The subsequent section is adapted from the Wikidata Query Service code provided for querying in Python. *get_results* performs a query to the Wikidata endpoint, while *search_item* queries to check if there's any item with a certain label and which has as class/subclass a certain item.

In [6]:
import sys
from SPARQLWrapper import SPARQLWrapper, JSON

endpoint_url = "https://query.wikidata.org/sparql"


def get_results(endpoint_url, query):
    user_agent = "WDQS-example Python/%s.%s" % (sys.version_info[0], sys.version_info[1])
    # TODO adjust user agent; see https://w.wiki/CX6
    sparql = SPARQLWrapper(endpoint_url, agent=user_agent)
    sparql.setQuery(query)
    sparql.setReturnFormat(JSON)
    return sparql.query().convert()


def search_item(label, superclass):
  if superclass == "Literal":
    return [{"item": {"value": "Literal"}}]
  print(f"Running query with label {label} and superclass {superclass}")
  query = "SELECT DISTINCT ?item ?itemLabel WHERE { "
  query += f"?item rdfs:label \"{label}\"@en ."
  query += f"?item wdt:P31/wdt:P279* wd:{superclass} ."
  query += "SERVICE wikibase:label { bd:serviceParam wikibase:language \"[AUTO_LANGUAGE],en,da,es,fr,jp,nl,no,ru,sv,zh\". } }"
  results = get_results(endpoint_url, query)
  return results["results"]["bindings"]


This dictionary is derived from the Wikidata Entity Schema for class Human [(E10)](https://www.wikidata.org/wiki/EntitySchema:E10). For each property in the schema, we create a tuple where its first element is the label on the property and the second element is the superclass of the property value. I.e., *father* has as superclass of its possible value *human* (Q5).

In [7]:
entity_schema_map = {
    "Q5": [
    ("gender", "Q48277"),
    ("place of birth", "Q56061"),
    ("place of death", "Q56061"),
    ("date of birth", "Literal"),
    ("date of death", "Literal"),
    ("given name", "Q202444"),
    ("family name", "Q101352"),
    ("occupation", "Q12737077"),
    ("name in native language", "Literal"),
    ("country of citizenship", "Q56061"),
    ("father", "Q5"),
    ("mother", "Q5"),
    ("sibling", "Q5"),
    ("spouse", "Q5"),
    ("children", "Q5"),
    ("relatives", "Q5"),
    ("native language", "Q34770"),
    ("languages spoken, written or signed", "Q34770"),
    ("writing language", "Q34770"),
    ],
   "Q56061": [
   ]
}


A few collections for storing relevant data.

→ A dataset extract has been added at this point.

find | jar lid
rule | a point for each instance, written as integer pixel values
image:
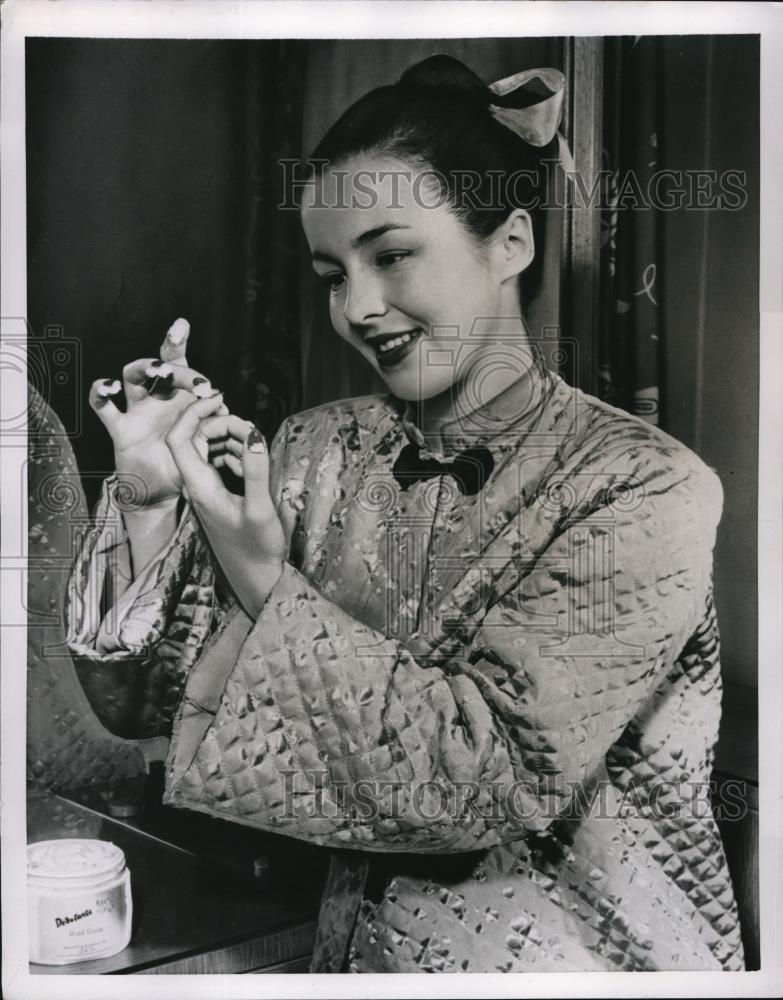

*   *Id_map* stores additional information for a given entity ID (at document level)
*   *Label_map* stores the WID (or candidate WIDs) for a given label.
*   *Entities* stores all the entities found in the NER phase.
*   *Tokens* stores all the tokens in the document which we applied the NER on.

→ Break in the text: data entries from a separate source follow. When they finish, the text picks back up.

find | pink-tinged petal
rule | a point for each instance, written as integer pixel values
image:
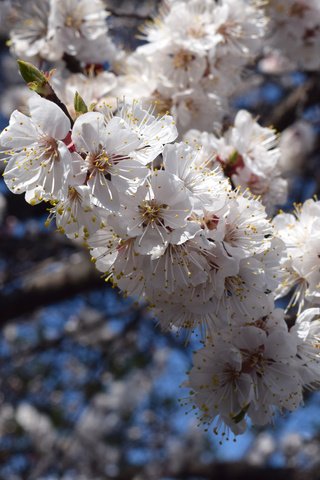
(119, 139)
(89, 132)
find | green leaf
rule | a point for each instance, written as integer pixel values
(79, 104)
(31, 74)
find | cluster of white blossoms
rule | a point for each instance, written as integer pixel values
(164, 224)
(250, 370)
(194, 58)
(48, 29)
(184, 227)
(295, 31)
(249, 155)
(301, 261)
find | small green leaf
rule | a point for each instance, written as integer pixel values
(79, 104)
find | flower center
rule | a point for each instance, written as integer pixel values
(74, 195)
(151, 212)
(50, 147)
(99, 162)
(182, 59)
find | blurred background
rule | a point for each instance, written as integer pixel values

We store *label_map* in a file for efficiency in future tasks.


In [8]:
id_map = {}
label_map = {} # Label cache
tokens = {}
entities = {}

try:
  with open("/content/drive/MyDrive/LinkPrediction/output/label_id.json", 'r', encoding="utf8") as f:
    print("\nLoading label_id map from previous iterations...")
    label_map = json.load(f)
    print(f"Loaded label_id map of length {len(label_map.keys())}")
except:
  print("Cache file does not exist.")


Loading label_id map from previous iterations...
Loaded label_id map of length 283


Simple function for showing the properties in an entity in a smooth way.

In [9]:
def show_properties(props):
  output = "\n"
  output += "\n//////////////////////////"
  output += f"\nEntity: {props['head']}"
  output += "\nList of properties:"
  output += f"\n\tInstance of: {props['instance of']}"
  for p in props:
    if p not in ["head", "instance of", "id"]:
      output += f"\n\t{p}: {props[p]['label']} ({props[p]['item']})"
  return output

If no match was found for tail entity for certain properties, we could suggest that a new entity may be required in Wikidata.

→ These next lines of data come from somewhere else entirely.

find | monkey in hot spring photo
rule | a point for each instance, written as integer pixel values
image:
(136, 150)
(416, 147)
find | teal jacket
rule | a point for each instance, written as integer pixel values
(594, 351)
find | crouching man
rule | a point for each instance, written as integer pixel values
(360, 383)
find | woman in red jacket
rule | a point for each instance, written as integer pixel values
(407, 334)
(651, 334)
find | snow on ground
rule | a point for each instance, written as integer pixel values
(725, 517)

For example, given an entity "Suer Pérez", if no *given name* was predicted, a new *male given name* entity labelled "Suer" may be lacking in Wikidata.

We specify both the property and the class of the entity which enables this check.

In [10]:
def check_lacking_entities(ent):
  messages = []
  properties = [("given name", "http://www.wikidata.org/entity/Q5"), ("family name", "http://www.wikidata.org/entity/Q5")]
  for p in properties:
    if ent['instance of'] != p[1]:
      continue
    if " " not in ent['head']: #Alfonso, Iohan... (single names)
      messages.append(f"\nA new entity may be required for ({ent['head']}, given name / family name, ?tail). No match found for tail entity.")
      continue
    if p[0] not in ent.keys():
      messages.append(f"\nA new entity may be required for ({ent['head']}, {p}, ?tail). No match found for tail entity.")
  return messages

# Semi-inductive prediction

In the first phase of the link prediction, we will perform a semi-inductive prediction, that is, we will consider NER entities as unseen nodes of the Wikidata Knowledge Graph and predict relationships with the unseen node as head and existing nodes as tails.

The process is as follows:

1.   Take every entity in the *entities* collection, populated with the results of the NER process. (*sep_entities* function)
2.   For each entity and property in the entity schema, perform a prediction with the KGT5-WikiKG90MV2 model. (*semi_inductive_prediction* function)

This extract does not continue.